I have worked with corporations for over thirty years—both as an employee and an external organizational consultant—and have observed an increasing demand on work teams and individuals to find solutions, make decisions, and take action. This focus on action and results, woven into the fabric of our society, influences the amount of time we choose to allocate for exploring different perspectives, meaning, and possibility. Built into the landscape is an expectation of immediacy as the norm—e.g., packages “must” arrive by the next morning, and iPhone and Android users can Google anything, anytime, from any place. The “express” mentality now drives the pressure we experience in an accelerated world.

The tradeoff: In the whirlwind of “busy-ness” and swift decision making and action, time for reflection is often minimized. This reduction can have a significant impact on the outcome. Reflection time, for teams and individuals, provides a powerful opportunity to live in the question, to imagine, to innovate; for teams, it provides opportunity to wonder and discover together and to expand the range of possibility.

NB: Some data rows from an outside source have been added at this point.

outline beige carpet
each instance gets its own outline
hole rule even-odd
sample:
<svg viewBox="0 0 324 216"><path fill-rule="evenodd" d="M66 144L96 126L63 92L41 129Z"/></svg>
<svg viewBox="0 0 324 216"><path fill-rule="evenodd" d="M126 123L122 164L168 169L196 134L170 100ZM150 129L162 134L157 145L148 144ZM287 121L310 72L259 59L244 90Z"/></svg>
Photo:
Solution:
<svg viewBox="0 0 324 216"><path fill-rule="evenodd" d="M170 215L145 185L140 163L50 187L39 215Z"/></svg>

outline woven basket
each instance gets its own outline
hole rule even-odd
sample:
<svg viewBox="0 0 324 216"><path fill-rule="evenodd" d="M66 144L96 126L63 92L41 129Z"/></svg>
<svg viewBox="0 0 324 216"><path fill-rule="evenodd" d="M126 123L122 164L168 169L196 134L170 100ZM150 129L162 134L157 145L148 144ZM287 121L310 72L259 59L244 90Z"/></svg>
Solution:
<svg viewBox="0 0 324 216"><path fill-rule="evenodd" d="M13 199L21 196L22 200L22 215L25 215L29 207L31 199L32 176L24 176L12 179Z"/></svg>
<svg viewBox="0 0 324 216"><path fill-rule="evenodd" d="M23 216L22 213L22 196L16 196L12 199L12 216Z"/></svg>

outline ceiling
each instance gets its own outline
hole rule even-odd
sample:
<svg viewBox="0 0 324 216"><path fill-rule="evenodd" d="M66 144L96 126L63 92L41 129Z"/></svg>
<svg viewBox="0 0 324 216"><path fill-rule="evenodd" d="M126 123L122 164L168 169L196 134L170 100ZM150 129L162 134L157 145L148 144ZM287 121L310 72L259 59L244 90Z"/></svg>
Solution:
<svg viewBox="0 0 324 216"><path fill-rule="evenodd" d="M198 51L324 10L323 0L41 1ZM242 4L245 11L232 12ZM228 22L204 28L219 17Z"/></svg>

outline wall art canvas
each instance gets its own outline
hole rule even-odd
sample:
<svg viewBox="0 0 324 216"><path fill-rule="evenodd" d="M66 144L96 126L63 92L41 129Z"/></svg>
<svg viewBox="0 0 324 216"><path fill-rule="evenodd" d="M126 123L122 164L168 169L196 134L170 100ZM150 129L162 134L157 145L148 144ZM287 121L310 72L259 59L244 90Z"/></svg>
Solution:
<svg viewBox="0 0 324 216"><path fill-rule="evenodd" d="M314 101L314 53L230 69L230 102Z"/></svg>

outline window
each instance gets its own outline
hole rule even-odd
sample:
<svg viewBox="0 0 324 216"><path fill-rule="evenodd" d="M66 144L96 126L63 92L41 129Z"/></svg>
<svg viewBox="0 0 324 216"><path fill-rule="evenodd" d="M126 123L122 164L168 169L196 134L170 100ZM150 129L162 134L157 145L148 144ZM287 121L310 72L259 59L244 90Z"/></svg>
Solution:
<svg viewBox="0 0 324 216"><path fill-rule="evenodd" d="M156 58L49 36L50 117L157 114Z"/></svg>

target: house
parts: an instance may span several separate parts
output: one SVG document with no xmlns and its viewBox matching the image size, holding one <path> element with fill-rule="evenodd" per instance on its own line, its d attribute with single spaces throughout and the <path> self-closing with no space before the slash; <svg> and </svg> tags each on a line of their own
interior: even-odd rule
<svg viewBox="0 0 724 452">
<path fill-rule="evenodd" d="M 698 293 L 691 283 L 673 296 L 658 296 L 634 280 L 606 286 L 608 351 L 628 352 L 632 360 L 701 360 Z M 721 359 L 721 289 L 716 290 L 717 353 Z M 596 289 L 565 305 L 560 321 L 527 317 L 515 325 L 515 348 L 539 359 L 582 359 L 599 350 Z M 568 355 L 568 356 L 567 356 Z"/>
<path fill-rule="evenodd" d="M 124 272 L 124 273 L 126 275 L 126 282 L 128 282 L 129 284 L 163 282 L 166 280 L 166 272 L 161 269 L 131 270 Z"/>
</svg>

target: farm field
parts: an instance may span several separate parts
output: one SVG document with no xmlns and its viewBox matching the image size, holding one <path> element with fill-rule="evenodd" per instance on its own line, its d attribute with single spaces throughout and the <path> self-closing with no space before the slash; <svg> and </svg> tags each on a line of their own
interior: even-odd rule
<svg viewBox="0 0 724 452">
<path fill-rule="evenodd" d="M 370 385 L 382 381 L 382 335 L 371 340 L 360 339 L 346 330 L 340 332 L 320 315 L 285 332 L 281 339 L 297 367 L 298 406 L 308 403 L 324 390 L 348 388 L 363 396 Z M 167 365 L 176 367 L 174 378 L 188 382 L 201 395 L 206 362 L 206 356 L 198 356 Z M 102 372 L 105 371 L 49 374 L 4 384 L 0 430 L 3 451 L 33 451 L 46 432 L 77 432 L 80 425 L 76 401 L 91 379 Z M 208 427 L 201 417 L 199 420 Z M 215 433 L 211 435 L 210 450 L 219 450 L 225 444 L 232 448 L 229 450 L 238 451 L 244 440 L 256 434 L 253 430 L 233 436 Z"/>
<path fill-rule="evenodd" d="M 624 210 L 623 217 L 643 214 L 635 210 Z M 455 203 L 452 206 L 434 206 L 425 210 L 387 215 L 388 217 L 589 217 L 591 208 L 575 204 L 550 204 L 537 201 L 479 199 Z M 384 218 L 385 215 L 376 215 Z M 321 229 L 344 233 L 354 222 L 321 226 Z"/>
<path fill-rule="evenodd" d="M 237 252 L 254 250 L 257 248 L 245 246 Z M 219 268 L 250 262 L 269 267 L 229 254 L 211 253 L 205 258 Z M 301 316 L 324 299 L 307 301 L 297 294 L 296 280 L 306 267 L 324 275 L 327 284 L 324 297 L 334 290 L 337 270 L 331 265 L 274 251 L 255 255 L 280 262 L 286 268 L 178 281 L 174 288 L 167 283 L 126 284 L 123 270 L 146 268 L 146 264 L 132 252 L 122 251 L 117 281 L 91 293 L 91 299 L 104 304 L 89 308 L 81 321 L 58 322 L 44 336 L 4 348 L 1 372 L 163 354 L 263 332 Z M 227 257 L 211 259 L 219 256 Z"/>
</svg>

As someone who has historically sought closure on issues and decisions, I acknowledge that it might feel “messy” to some to live in the question. I like it when packages are tied up with neat little bows! Yet in thinking back about previous problem solving processes, some of my richest learning experiences and most effective outcomes grew out of a more protracted exploration that held open the time and space for reflection.

In my professional role, I rely on the power of questions to support my clients in their journey of discovery and growth. With teams, I often use an inquiry process to help them shift their focus from answers and outcomes to questions and discovery. The ground rules for the process help team members communicate through questions, taking time to suspend judgment and assumptions and expand their collective thinking. I’ve witnessed some amazing breakthroughs during this expansive process. Some team members find it awkward initially, because people are used to generating answers—not generating and staying in the questions; but they soon adapt and have meaningful dialogue.

With my individual coaching clients, I ask provocative questions to prompt them to look inward for their truth, their direction, and their strength…and to identify and challenge their core beliefs and thoughts stemming from those beliefs.

Questions serve to slow us down and allow us to shift from “doing” to “being” in the present moment. In the many present moments of our daily lives, is it possible to create a balance between speed and time for reflection, between action and inspiration? How might our lives, or our results, be different—what awareness and opportunities might we discover—if we choose to live more in the uncertainty of the question, to explore “what if” or “what else”?